Sans femmes - pas de paix : 20e anniversaire de la résolution 1325 du Conseil de sécurité des Nations unies sur les femmes, la paix et la sécurité
Le 31 octobre 2000, le Conseil de sécurité des Nations unies a adopté la résolution historique 1325 sur les femmes, la paix et la sécurité. À l'occasion de son 20e anniversaire, ce dossier dresse le portrait de femmes de 20 pays qui font une différence en matière de paix et de sécurité.
Ce dossier vise à présenter des femmes de 20 pays différents dans le monde entier qui s'engagent à construire la paix dans leur pays, leur société et leur communauté. Elles œuvrent pour un environnement plus sûr, non seulement pour les femmes et les filles, mais aussi pour tout le monde. Les portraits rendent hommage au dévouement et à l'engagement de ces femmes qui représentent de nombreuses autres femmes qui poursuivent le même objectif.

En même temps, ce dossier devrait servir d'encouragement pour d'autres femmes souhaitant s'engager dans les processus de paix et de sécurité. Il s'agit également d'un appel à accroître et à renforcer la participation structurelle des femmes aux processus de paix et de sécurité à tous les niveaux.

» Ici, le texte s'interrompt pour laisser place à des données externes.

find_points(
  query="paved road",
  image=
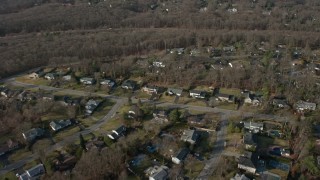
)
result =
(218, 147)
(225, 111)
(119, 103)
(211, 164)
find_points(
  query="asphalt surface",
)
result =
(119, 103)
(210, 164)
(218, 147)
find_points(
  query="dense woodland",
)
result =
(110, 37)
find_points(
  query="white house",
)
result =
(198, 94)
(177, 159)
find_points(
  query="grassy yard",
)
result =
(193, 169)
(229, 106)
(26, 79)
(110, 125)
(9, 175)
(168, 98)
(87, 122)
(121, 92)
(266, 142)
(19, 154)
(65, 133)
(41, 144)
(103, 109)
(142, 95)
(231, 91)
(234, 142)
(192, 101)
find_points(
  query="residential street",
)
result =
(119, 103)
(211, 164)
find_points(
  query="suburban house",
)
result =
(173, 91)
(249, 142)
(160, 116)
(158, 64)
(135, 112)
(33, 173)
(91, 105)
(228, 48)
(177, 50)
(36, 74)
(8, 147)
(180, 156)
(117, 133)
(94, 144)
(190, 136)
(250, 98)
(157, 172)
(66, 163)
(279, 103)
(197, 120)
(225, 97)
(66, 78)
(87, 80)
(32, 134)
(150, 89)
(304, 106)
(240, 177)
(108, 82)
(197, 94)
(58, 125)
(246, 163)
(253, 126)
(129, 84)
(50, 76)
(5, 92)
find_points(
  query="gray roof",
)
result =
(190, 136)
(158, 172)
(182, 154)
(306, 105)
(57, 125)
(246, 160)
(247, 125)
(248, 139)
(33, 133)
(175, 91)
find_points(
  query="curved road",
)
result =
(120, 101)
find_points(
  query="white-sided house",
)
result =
(58, 125)
(177, 159)
(305, 106)
(129, 84)
(225, 97)
(190, 136)
(117, 133)
(173, 91)
(107, 82)
(246, 163)
(91, 105)
(32, 134)
(248, 141)
(87, 81)
(253, 126)
(150, 89)
(66, 78)
(197, 94)
(36, 74)
(158, 64)
(157, 172)
(252, 98)
(50, 76)
(33, 173)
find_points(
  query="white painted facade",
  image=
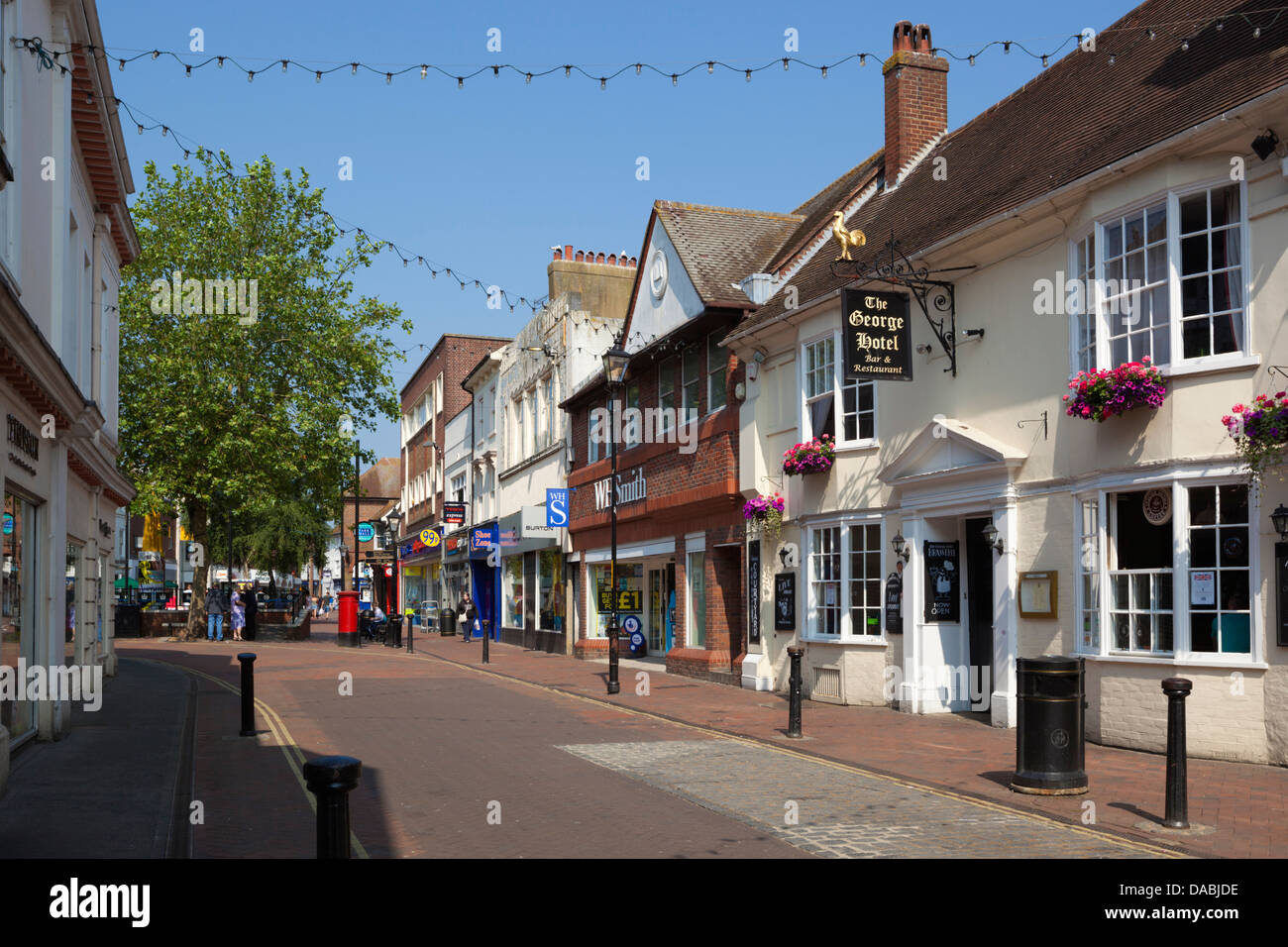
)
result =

La participation des femmes aux processus de paix est cruciale pour transformer et mettre fin aux conflits de manière non violente. Pour les femmes, la paix et la sécurité se définissent non seulement par l'absence de violence, mais aussi par la satisfaction des besoins socio-économiques fondamentaux. Cela permet de garantir que la paix dure plus longtemps et soit plus stable. En bref : sans femmes - pas de paix.

Les pacificateurs : Portraits de femmes de 20 pays qui font une différence en matière de paix et de sécurité

Inna Ajrapetian (Chechnya, Russia)

Inna Ayrapetyan est une défenseuse des droits de l'homme originaire de Tchétchénie, en Russie.

Kristin Lund (Norvége)

Kristin Lund est un général de division à la retraite de l'armée norvégienne. Elle est la première femme à avoir été commandant de force d'une mission de maintien de la paix des Nations unies.

Palwasha Hassan (Afghanistan)

Palwasha Hassan est directrice exécutive du Centre éducatif des femmes afghanes, qui travaille pour les droits des femmes et leur autonomisation.

Claudia Paz y Paz (Guatemala)

Claudia Paz y Paz est une ancienne procureur général du Guatemala, avocate, défenseur des droits de l'homme et professeur d'université.

Nivin Al Hotary et Sabah Al Hallak (Syrie)

Nivin Al Hotary est une réfugiée syrienne déplacée de la Ghouta orientale vers le nord de la Syrie, et une militante des droits de l'homme qui travaille sur les droits des femmes. Sabah Al Hallak, de Syrie, est une militante des droits de la femme.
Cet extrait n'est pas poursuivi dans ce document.